Efforts made in the new unit are expected to touch work being done in areas across the company, not just feed production, he said. And they have been expanded to cover units including feed, dairy products and crop input businesses.
“Our business portfolio, which includes Winfield US crop inputs, Purina animal feed and Land O’Lakes foods, gives us a ‘farm-to-fork’ view of what sustainability truly means for our industry,” said Chris Policinski, Land O’Lakes president and CEO, in a release. “We believe that view, partnered with the tools and technology we have developed, will help sustainability practices across the value chain of all our businesses and those of our partners in the industry.”
Efforts to improve the sustainability of feed use and production will include partnerships and long-term efforts, said Carstens. “We’ve got a long ways to go,” he added.
Work to make feed production more sustainable is set to start with looking at how feed crops are grown and assessing inputs used, like nitrogen, he said. “That’s the easy start point, and [then it’s] moving it forward from that point and looking at the other parts of the feed process – but it starts in the field.”
Feed production sits in the middle of the project, he said. Upstream is work being done to improve how feed is raised and downstream efforts look to address end product sustainability.
One longer-term benchmark looks at the use of inputs in crop production, said Carstens. The goal reaching through 2020 is to have 10m acres of sustainably produced crops using the SUSTAIN platform.
“On the crop input we know where we want to go with that,” he said. “The number of SUSTAIN retailers improve every year and if we wanted to set numbers we’d beat them easily – it’s racing faster than we thought. On the feed and dairy food, those are more complex and there’s more we can do.”
The company also is partnering with others, like Smithfield, that have started exploring how to improve their feed production, he said.
Overall project design
Early steps in the overall process include meeting with many of the current member-owners of the company, food companies and feed businesses to talk about efforts being made and understand what they would like to see, said Carstens. “It’s understanding where folks are and understanding what they need from us,” he said.
There aren’t set guideposts for the early efforts that are being released at this point, he said. But the ongoing conversations are intended to ensure that the company is offering what partners need.

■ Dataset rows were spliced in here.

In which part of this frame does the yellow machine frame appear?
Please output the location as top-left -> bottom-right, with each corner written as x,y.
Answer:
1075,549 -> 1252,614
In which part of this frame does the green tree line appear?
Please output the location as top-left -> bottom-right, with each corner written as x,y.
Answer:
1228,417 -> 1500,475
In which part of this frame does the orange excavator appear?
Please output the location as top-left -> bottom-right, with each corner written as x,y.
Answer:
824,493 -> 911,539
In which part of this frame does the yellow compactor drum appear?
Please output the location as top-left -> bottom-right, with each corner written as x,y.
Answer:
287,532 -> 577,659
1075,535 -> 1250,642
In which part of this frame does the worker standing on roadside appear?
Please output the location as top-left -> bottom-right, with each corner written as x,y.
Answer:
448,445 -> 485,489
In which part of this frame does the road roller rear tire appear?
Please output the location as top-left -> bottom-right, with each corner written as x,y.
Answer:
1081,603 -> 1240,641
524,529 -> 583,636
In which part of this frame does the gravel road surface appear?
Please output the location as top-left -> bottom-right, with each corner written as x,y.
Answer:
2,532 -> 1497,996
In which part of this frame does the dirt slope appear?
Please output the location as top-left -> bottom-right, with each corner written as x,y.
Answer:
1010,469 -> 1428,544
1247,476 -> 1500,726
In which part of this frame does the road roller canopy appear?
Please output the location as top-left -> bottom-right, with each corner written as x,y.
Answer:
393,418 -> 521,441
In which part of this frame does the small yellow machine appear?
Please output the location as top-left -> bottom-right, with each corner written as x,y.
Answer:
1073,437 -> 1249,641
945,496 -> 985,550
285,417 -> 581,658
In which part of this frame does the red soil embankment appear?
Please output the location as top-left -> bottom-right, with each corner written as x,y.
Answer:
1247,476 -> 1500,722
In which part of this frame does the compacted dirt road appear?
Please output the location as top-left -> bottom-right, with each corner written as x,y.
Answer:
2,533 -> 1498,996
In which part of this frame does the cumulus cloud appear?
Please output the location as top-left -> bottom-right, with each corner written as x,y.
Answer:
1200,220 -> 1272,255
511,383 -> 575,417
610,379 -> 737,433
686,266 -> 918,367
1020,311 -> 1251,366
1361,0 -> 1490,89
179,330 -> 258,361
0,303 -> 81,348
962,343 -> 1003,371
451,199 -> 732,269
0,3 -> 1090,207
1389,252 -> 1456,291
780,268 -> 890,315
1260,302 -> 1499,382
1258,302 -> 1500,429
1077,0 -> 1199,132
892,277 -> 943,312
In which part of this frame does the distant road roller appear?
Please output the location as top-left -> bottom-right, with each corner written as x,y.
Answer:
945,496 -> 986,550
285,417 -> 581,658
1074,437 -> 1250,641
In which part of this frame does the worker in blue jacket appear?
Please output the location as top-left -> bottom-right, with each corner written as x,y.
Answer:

“It’s training and education; helping people define, and understand and utilize the opportunity of sustainability,” said Carstens. “You can look at sustainability as a challenge or opportunity, and we see it as an opportunity.”
The work also is aimed to help the company stay ahead of future regulatory changes, said Carstens. Additional pieces of the overall effort include collecting and analyzing data generated to demonstrate when and how progress is being made and making sure that others know what is being done and why.
The company is interested in working with its farmers, member-owners, customers and partners on the project, he said.